In diesem Grätzel der Altstadt liegt ein sehr charmantes Labyrinth von miteinander verbundenen Innenhöfen, das auch gerne von FemdenführerInnen auf ihren Altstadtspaziergängen besucht wird. Die kleine öffentliche Grünfläche auf Grund der Gemeinde Wien wurde jahrzehntelang liebevoll von Anwohnenden gepflegt und gehegt. Das Stadtgartenamt hatte wenig zu tun.
Bedrohliche Wolken zogen im Jahr 2010 auf: Ein Immobilienprojekt wurde eingereicht. Ein 4 mal 4 Meter großer Zubau in die kleine Grünfläche hinein und 10 massive Balkone zusätzlich oben drüber wurden beantragt – und so wie fast immer auch genehmigt.

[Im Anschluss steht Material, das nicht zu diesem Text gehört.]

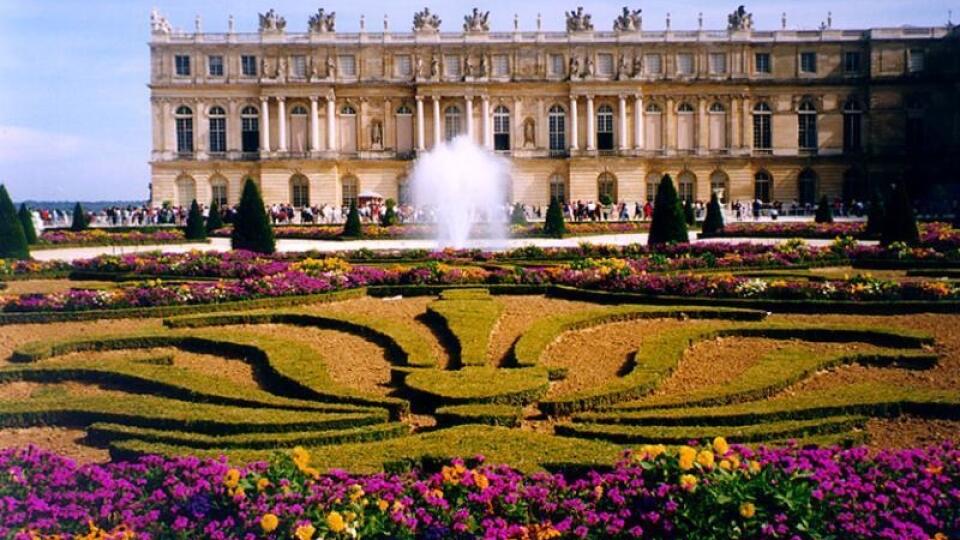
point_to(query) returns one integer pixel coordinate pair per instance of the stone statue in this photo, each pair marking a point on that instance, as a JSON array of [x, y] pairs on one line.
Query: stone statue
[[424, 21], [628, 21], [578, 21], [271, 22], [476, 21], [322, 22], [740, 20]]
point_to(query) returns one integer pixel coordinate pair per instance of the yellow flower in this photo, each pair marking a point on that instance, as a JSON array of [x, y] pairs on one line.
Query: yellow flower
[[269, 523], [335, 522]]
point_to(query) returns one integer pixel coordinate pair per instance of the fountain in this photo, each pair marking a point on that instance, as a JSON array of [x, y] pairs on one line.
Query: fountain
[[462, 183]]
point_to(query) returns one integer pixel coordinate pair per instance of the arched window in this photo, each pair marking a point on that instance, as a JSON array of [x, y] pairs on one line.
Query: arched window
[[807, 118], [807, 187], [605, 127], [501, 128], [218, 130], [183, 118], [249, 129], [762, 186], [299, 191], [762, 127], [451, 122]]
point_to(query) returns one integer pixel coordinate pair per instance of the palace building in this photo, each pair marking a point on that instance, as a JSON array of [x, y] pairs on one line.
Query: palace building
[[318, 116]]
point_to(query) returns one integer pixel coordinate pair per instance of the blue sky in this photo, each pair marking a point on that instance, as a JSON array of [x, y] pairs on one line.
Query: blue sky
[[74, 106]]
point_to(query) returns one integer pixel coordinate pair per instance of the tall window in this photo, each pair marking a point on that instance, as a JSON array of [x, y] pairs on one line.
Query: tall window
[[501, 128], [557, 119], [807, 118], [852, 125], [218, 130], [762, 130], [249, 129], [605, 128], [451, 122], [184, 124]]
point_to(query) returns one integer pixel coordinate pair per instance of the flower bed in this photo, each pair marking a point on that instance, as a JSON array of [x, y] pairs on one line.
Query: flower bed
[[709, 491]]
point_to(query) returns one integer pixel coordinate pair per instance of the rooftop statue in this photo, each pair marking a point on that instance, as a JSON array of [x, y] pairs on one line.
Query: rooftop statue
[[476, 21], [578, 21], [322, 22]]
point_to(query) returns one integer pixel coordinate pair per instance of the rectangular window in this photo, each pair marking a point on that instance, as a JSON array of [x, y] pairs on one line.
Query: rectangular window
[[215, 66], [182, 63], [808, 62]]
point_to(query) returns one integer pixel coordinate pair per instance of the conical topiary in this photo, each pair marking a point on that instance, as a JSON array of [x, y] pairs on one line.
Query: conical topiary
[[352, 228], [824, 212], [554, 225], [13, 244], [668, 224], [26, 221], [713, 222], [196, 229], [899, 221], [251, 228]]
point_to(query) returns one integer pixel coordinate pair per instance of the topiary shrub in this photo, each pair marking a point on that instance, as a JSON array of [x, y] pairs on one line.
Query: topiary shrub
[[899, 221], [80, 221], [713, 222], [824, 212], [26, 221], [352, 228], [196, 229], [251, 228], [554, 225], [13, 244], [668, 224]]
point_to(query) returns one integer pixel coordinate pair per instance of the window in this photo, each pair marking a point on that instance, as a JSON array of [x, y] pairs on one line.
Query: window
[[215, 66], [557, 128], [762, 132], [762, 186], [684, 64], [808, 62], [182, 64], [451, 122], [248, 65], [807, 118], [249, 129], [605, 128], [184, 125], [501, 128], [762, 63], [218, 130]]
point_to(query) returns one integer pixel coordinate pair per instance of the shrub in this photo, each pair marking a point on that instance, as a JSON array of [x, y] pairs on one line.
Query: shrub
[[195, 226], [668, 225], [251, 228], [824, 212], [13, 243]]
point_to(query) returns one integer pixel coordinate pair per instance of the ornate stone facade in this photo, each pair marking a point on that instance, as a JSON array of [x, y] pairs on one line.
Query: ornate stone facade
[[776, 114]]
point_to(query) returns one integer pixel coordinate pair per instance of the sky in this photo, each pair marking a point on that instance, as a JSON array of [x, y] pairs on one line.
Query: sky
[[74, 102]]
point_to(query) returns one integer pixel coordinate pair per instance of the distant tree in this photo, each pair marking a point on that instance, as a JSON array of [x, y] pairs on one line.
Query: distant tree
[[13, 243], [668, 224], [251, 228]]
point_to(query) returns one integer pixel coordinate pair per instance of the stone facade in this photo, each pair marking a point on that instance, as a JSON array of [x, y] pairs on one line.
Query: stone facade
[[318, 116]]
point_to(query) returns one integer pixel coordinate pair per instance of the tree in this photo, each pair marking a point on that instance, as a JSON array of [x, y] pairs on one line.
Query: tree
[[80, 220], [196, 230], [13, 244], [554, 225], [26, 221], [824, 212], [899, 221], [668, 224], [352, 228], [713, 222], [251, 229]]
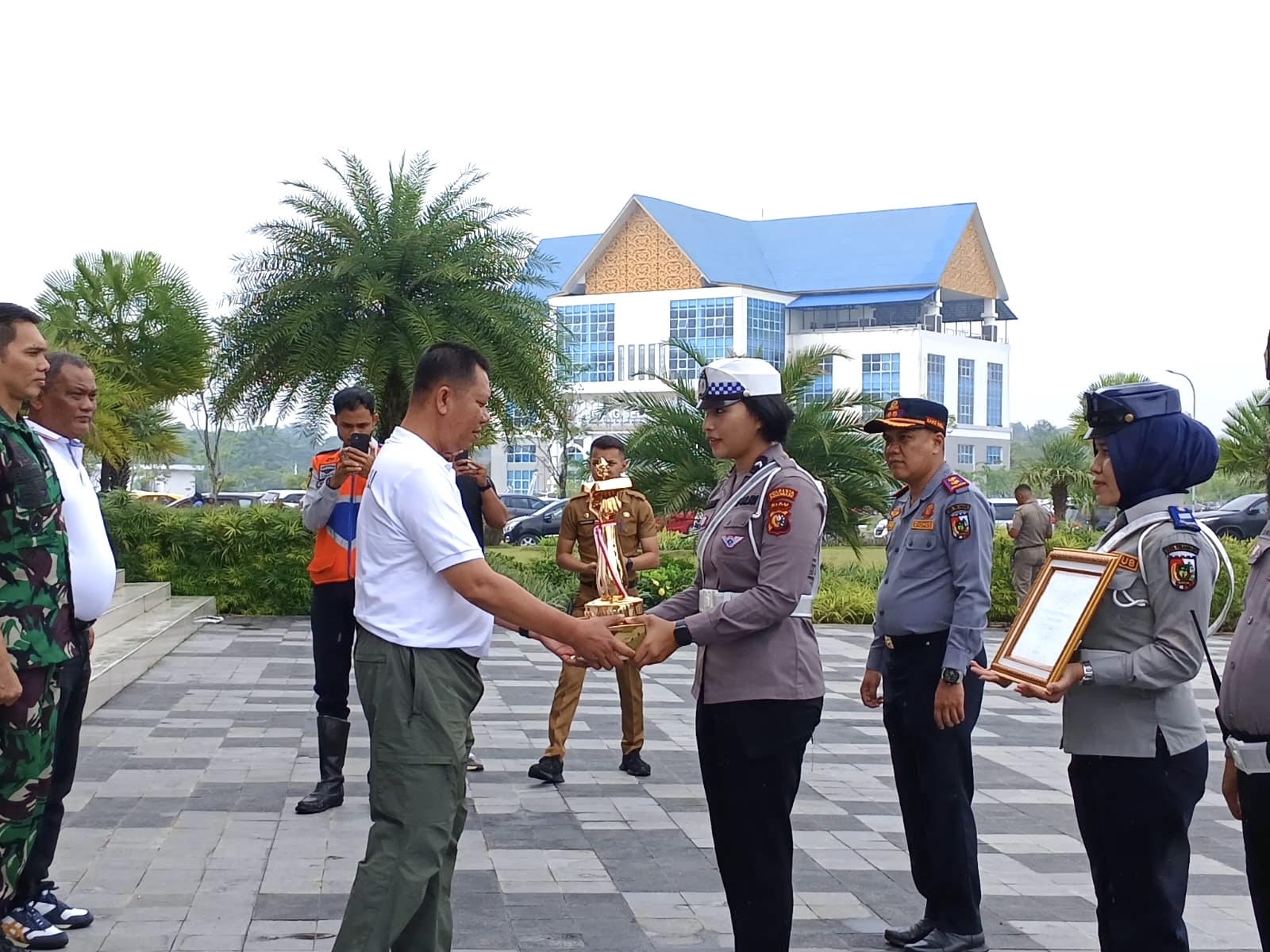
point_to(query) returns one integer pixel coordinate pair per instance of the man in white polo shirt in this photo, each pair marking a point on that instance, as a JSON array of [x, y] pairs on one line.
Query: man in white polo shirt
[[425, 607], [61, 416]]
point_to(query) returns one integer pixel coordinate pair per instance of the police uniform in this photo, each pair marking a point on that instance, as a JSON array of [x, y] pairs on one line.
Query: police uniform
[[37, 621], [1138, 746], [635, 520], [933, 608], [759, 681]]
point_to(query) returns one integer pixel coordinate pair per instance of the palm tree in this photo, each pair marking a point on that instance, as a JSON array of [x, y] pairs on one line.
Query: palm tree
[[1245, 440], [144, 329], [359, 285], [673, 466], [1064, 466]]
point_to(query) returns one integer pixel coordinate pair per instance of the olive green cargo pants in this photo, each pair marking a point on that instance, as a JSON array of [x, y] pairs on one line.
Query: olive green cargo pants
[[418, 704]]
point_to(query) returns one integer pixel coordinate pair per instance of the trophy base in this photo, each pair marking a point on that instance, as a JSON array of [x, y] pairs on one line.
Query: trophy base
[[630, 635]]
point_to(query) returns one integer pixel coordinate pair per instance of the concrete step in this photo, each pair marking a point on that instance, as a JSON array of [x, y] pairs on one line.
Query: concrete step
[[127, 651], [133, 601]]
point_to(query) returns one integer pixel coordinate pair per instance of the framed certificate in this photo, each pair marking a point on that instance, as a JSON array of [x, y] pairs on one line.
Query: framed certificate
[[1053, 619]]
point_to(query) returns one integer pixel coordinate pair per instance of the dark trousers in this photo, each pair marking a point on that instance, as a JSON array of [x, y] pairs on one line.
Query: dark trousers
[[1134, 812], [751, 755], [1255, 804], [935, 781], [333, 625], [73, 678]]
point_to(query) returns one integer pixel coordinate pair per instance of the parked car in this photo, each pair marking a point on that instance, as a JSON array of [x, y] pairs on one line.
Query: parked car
[[530, 530], [1242, 517], [222, 499], [286, 498], [521, 505]]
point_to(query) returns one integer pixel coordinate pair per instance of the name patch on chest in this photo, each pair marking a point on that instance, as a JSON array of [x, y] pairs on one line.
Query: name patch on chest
[[780, 505]]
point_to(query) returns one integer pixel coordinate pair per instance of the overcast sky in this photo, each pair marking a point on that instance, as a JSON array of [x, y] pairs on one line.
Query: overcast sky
[[1115, 149]]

Da nützten auch Unterschriftenlisten der AnrainerInnen und Einsprüche gegen den Baubescheid durch einen Grundstücksnachbarn nichts. Selbstverständlich stimmten wir Grüne in der Inneren Stadt im Bauausschuss gegen dieses Projekt.
Schon damals warnte ich: „Die Grünoase ist in Gefahr, die Bäume werden diese Baustelle nicht überleben.“ Ich selbst war Zeuge, als sich BV Stenzel im September 2010 (zur Erinnerung: das war kurz vor den letzten Bezirkswahlen) vor versammelter Anrainerschaft im Schatten der Bäume einfand und verkündete: „Diese Grünoase darf keinen Schaden nehmen, darauf werde ich achten.“ Vor kurzem, mitten während der Urlaubszeit im August 2015, war es dann soweit: Zwei kerngesunde Bäume standen den Balkonzubauten im Weg und wurden gerodet.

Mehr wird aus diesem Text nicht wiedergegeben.